図5のa、bから確認できるように、腫瘍突然変異負荷は生存率に有意な相関関係を示さなかったが、グローバルDNAメチル化を予測変数として用いる場合には、低いグループにおいて生存率が有意に減少することが確認できた。
【0074】
以上の結果は癌患者の免疫療法に対する反応性、さらには予後予測にグローバルDNAメチル化レベルが有意なマーカーとして用いることができ、従来知られている腫瘍突然変異負荷よりも癌治療反応性の予測因子としての精度がより高いことを示唆する。
【0075】
実施形態5.グローバルDNAメチル化と黒色腫に対する免疫療法反応性の相関関係
さらに、免疫チェックポイント阻害剤(イピリムマブ(lpilimumab)、ヤーボイ(Yervoy)、または、ペムブロリズマブ(Pembrolizumab))を投与された黒色腫患者15名の無無増悪生存データをOck et.al(Nat.Commun.8,1050(2017))から得た。さらに、他の種類の免疫療法を受けた25名の患者のデータをGDC legacy archive(https://portal.gdc.cancer.gov/legacy-archive)から取得した。
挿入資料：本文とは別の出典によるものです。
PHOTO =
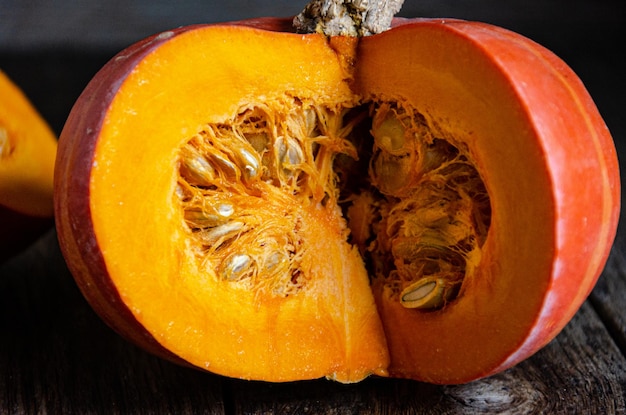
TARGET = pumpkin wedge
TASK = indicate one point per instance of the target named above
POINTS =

それらのメチル化及び突然変異データは、前記実施形態1-1と同様にTCGAから得た。前記実施形態3の記載と同様の方法でグローバルDNAメチル化と患者の生存間の相関関係を評価した。
【0076】
その結果、
図6に示すように、グローバルDNAメチル化レベルが低い場合、無増悪生存率が減少する様相を呈したが、腫瘍突然変異負荷の場合、無増悪生存率に対する有意な相関関係が確認されなかった。
【0077】
以上のように実施形態が限定された図面によって説明されたが、当該技術分野で通常の知識を有する者であれば、前記に基づいて様々な技術的修正及び変形を適用することができる。例えば、記載された技術が記載された方法とは異なる順序で実行したり、及び/または記載された構成要素が記載された方法とは異なる形態で結合または組み合わせたり、他の構成要素または均等物によって置換または置換されたりしても、適切な結果に至ることができる。
【0078】
したがって、他の具現例、もう一つの実施形態、及び特許請求の範囲と均等なものも添付された特許請求の範囲に属する。